我忽然定住,说道:“林豫去过你那?他有没有说起过要去哪里?是不是准备回学校了?”
“他早就辍学了,你竟然不知道?”许是觉得惊诧,褚浩的话脱而出。之后沉吟片刻,仿佛了然于心:“也难怪,有些事他一定不曾告诉你。”
那些林豫的事情,褚浩知道,就连栓子都知道。众人皆了然,唯独我不知。一丝苦涩浮上嘴角,说我道:“你也瞒着我?”
褚浩摇摇头:“不是,我答应过林豫。”
“那你走吧!”我悻悻说着,我关上门。
褚浩敲了许久,最终作罢,扬长而去。临走前,他在门外说道:“白一城,林豫让我把这个还给你。”
他走后我推开门,只见门口放着一个纸袋,里面却是半颗石头,上面浅浅的刻着一个字——城。
我拾起那块石头,径自来到阳台翻开行李箱,拿出的另一半,上面刻着——豫。
这是我和林豫小时候,在别人家盖房子的场院上捡到的。后来,林豫把名字刻在上面。我觉得很有创意,也学着他的样子去弄,但笨手笨脚的我,只是徒劳无功。
于是,林豫就帮我刻好,之后送给了我。
后来,他初中转学时。我们把石头彼此交换,当时我对他信誓旦旦:“见物如人。”
我试图胶水将它们拼在一起,可却一道分割的痕迹,终究无法完好如初。而后的很多天,我时常一边右边的尝试。
某天夜里,我再次尝试,终究不果。一时气急,开了窗把他们丢了出去。
片刻后,又觉后悔,待去寻时,已经寻找不到了。
几天后,我买了一只狗,给它取名叫昂立。昂立,only,仅仅,只。
有了昂立,似乎我不在孤单,也开始找工作。一时间,我游离于各个招聘网站,投了许多简历,只是年关将近鲜有招聘电话。
每日,我靠在网上承接平面设计度日,赚的不多,倒也够用。
平素里,除了在设计,剩下的时间就是和昂立在一起发呆。我开始学着林豫的样子,摆弄着吉他,但是许久都不成章法。
某天,我整理房间时,在沙发的缝隙中,发现一张程子初的照片。照片上的程子初正和某人亲密的搭着肩。

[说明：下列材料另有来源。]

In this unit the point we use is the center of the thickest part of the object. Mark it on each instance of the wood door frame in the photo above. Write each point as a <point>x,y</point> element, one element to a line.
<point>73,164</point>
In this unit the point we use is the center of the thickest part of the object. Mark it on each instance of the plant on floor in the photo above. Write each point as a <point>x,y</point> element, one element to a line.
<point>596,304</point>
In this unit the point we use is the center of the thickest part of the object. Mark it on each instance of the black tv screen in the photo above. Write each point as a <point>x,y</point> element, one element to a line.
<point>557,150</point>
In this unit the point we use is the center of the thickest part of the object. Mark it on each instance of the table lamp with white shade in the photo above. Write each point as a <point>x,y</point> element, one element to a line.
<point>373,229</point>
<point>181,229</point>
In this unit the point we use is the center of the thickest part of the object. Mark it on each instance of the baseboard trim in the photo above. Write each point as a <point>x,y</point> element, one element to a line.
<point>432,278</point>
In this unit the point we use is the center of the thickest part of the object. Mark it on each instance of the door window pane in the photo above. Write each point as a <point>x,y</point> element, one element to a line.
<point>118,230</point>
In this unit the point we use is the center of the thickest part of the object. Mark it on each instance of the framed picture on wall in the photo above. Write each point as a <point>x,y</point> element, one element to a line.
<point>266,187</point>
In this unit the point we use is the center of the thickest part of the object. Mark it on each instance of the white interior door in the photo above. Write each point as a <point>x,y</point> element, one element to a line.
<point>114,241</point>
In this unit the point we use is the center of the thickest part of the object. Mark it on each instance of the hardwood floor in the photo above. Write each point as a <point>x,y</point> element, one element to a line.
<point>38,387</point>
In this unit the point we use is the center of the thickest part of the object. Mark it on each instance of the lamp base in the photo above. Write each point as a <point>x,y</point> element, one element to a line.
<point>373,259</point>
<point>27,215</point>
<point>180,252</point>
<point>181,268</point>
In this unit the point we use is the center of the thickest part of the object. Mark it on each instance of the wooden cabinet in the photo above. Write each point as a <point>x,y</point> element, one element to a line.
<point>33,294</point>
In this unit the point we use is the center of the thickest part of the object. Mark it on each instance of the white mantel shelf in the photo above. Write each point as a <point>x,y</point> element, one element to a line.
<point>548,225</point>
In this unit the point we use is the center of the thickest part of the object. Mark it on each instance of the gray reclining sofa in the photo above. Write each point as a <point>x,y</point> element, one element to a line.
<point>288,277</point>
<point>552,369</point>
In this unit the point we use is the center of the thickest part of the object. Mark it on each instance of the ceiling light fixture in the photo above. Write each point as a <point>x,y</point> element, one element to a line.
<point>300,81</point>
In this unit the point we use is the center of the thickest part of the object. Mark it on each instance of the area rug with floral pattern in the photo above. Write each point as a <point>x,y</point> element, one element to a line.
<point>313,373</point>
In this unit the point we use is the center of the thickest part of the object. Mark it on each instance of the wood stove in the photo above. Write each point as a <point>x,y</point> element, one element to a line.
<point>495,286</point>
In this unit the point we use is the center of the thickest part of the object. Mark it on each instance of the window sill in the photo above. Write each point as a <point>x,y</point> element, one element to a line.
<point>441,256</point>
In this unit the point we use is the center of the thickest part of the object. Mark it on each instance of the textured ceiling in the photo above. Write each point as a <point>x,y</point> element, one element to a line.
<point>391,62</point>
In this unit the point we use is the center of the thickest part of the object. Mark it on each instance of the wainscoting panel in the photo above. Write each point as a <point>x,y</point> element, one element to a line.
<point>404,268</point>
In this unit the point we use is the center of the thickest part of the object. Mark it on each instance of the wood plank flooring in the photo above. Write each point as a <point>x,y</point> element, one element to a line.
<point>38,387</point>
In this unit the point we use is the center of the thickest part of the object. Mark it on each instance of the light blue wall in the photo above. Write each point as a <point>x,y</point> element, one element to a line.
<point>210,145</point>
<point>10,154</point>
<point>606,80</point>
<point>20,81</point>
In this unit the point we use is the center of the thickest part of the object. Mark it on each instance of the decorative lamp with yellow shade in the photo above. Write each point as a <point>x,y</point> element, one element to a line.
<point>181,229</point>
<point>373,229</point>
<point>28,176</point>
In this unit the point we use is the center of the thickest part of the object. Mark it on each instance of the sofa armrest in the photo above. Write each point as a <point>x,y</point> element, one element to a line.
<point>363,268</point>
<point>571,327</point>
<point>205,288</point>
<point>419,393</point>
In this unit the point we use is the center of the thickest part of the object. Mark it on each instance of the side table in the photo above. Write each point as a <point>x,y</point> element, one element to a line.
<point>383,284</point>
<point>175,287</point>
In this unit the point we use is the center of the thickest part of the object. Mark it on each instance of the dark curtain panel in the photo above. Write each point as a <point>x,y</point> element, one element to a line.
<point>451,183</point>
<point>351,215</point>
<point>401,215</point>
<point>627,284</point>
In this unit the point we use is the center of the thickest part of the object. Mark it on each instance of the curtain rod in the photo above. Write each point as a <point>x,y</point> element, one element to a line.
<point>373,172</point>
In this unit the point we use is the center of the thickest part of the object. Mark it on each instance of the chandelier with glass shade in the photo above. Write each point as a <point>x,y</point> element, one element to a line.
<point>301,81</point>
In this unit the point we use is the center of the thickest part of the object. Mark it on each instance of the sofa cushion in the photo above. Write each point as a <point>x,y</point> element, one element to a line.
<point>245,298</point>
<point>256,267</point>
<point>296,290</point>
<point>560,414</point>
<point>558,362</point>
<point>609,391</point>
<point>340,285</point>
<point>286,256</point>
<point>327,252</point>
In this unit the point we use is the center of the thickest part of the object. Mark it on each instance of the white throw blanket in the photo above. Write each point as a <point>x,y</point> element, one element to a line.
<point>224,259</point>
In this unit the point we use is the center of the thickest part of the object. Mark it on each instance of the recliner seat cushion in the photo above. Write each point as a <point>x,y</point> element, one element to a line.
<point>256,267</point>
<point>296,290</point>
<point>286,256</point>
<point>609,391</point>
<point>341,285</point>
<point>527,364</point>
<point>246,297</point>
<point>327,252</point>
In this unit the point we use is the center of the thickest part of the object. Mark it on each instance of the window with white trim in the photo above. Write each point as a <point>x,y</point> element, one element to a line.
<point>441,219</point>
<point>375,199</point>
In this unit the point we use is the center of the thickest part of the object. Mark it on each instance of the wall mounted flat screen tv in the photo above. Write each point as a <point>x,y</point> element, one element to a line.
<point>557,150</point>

那个人看起来比他小个三五岁,眉眼之间有些熟悉,再看来竟然是与我有几分相似。看着照片,忽然想到素描林豫那天,程子初为了寻找某物几乎拆了我的家。
想来,就是这张照片。可见,他对此人思极致深。
我嘲讽的笑着,开窗把照片扔掉。照片随着北风,不知吹向何处。我如释重负,在心里说道:程子初,我白一城和你程子初再无瓜葛!
下过雪的天气干净清冷,走在雪地上吱吱的响,甚是好听。我在街边小摊买了个烤土豆,尝了一口,很香。
然有想到林豫,想到那天他驱车去找我,我给他端上来的,也是土豆。
一时间,不知如何是好。看见对面新电影铺天盖地的宣传,索性买了票,享受我一个人的电影。
回到家时,昂立堵在门口幽怨的看着我,我歉疚的给它找出食物,它狼吞虎咽的吃了起来。我坐下,看见林豫的吉他就放在我的床头,一下子就莫名的难过起来。所有的“貌似开心”只不过我自欺欺人的伪装,曾经林豫对我说希望我是快乐的,所以我认真的想按照他说的生活。
可是没了他的陪伴,所谓的开心,也只是机械的笑着。
我翻出酒,自斟自酌。高浓度的酒精,灼烧着我的胃。痛感传来,我才知道我活着,并且真真实实的活着。酩酊大醉后的这真胃痛,而心痛就不那么明显了。